Michigan State University Extension
Preserving Food Safely - 01600628
Use only good-quality meat or poultry-- home-produces or purchased from a farm or store.
Chill home-produced meat immediately after slaughter to prevent spoiling and to permit tenderizing. Meat is easier to handle when it is cold. For thorough chilling, keep meat at a temperature below 40 degrees Fahrenheit until time to prepare it for canning; can it within a few days after slaughter.
If refrigeration is not available and if the maximum daily temperature is above 40 degrees Fahrenheit, process the meat as soon as body heat is gone.
If meat must be held for longer than a few days, freeze it. Store frozen meat at temperatures of 0 degrees Fahrenheit or lower until canning time. Then cut or saw frozen meat into pieces of desired size.
If frozen meat is thawed before canning, thaw it in a refrigerator at a temperature of 40 degrees Fahrenheit or lower until most of the ice crystals have disappeared.
Keep all meat clean and sanitary. *Rinse poultry thoroughly in cold water, then drain. To control the bacteria that cause spoilage, keep everything that touches meat as clean as possible.

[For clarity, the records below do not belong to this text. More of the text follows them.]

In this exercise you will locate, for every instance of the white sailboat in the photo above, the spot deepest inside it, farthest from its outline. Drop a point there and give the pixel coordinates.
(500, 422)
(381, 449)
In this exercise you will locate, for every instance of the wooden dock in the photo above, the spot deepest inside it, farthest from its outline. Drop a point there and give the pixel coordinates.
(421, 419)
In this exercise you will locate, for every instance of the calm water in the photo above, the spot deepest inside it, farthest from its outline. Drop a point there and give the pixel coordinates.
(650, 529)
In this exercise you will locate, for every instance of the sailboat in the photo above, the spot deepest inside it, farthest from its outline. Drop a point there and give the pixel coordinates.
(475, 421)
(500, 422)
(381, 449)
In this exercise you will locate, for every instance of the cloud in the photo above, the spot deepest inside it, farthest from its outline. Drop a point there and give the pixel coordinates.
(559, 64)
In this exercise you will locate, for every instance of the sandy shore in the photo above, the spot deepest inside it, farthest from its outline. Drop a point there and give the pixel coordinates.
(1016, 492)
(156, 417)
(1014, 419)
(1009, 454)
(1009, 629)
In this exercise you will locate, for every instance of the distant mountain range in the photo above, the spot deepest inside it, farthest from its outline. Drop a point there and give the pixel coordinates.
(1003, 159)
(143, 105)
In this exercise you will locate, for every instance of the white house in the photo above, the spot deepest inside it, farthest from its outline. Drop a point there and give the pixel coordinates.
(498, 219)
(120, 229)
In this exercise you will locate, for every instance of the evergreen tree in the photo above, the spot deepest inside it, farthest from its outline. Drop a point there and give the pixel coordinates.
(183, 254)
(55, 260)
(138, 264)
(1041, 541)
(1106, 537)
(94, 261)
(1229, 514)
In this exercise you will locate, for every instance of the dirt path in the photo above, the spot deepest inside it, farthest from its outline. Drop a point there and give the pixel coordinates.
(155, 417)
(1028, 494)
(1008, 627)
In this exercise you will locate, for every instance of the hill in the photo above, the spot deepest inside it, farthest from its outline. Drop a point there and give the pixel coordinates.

Keep all meat as cool as possible during preparation for canning. Handle it rapidly; process it as soon as containers are packed.
To insure the safety of canned meats and poultry, jars or cans must be processed in a pressure canner to get a sufficiently high temperature for a long enough time to kill all bacteria that cause spoilage or food poisoning.
Pack meat loosely in containers. Work with one glass jar or tin can at a time. Keep precooked meat hot while packing. Use boiling liquid- broth, meat juice or water- if directions call for added liquid.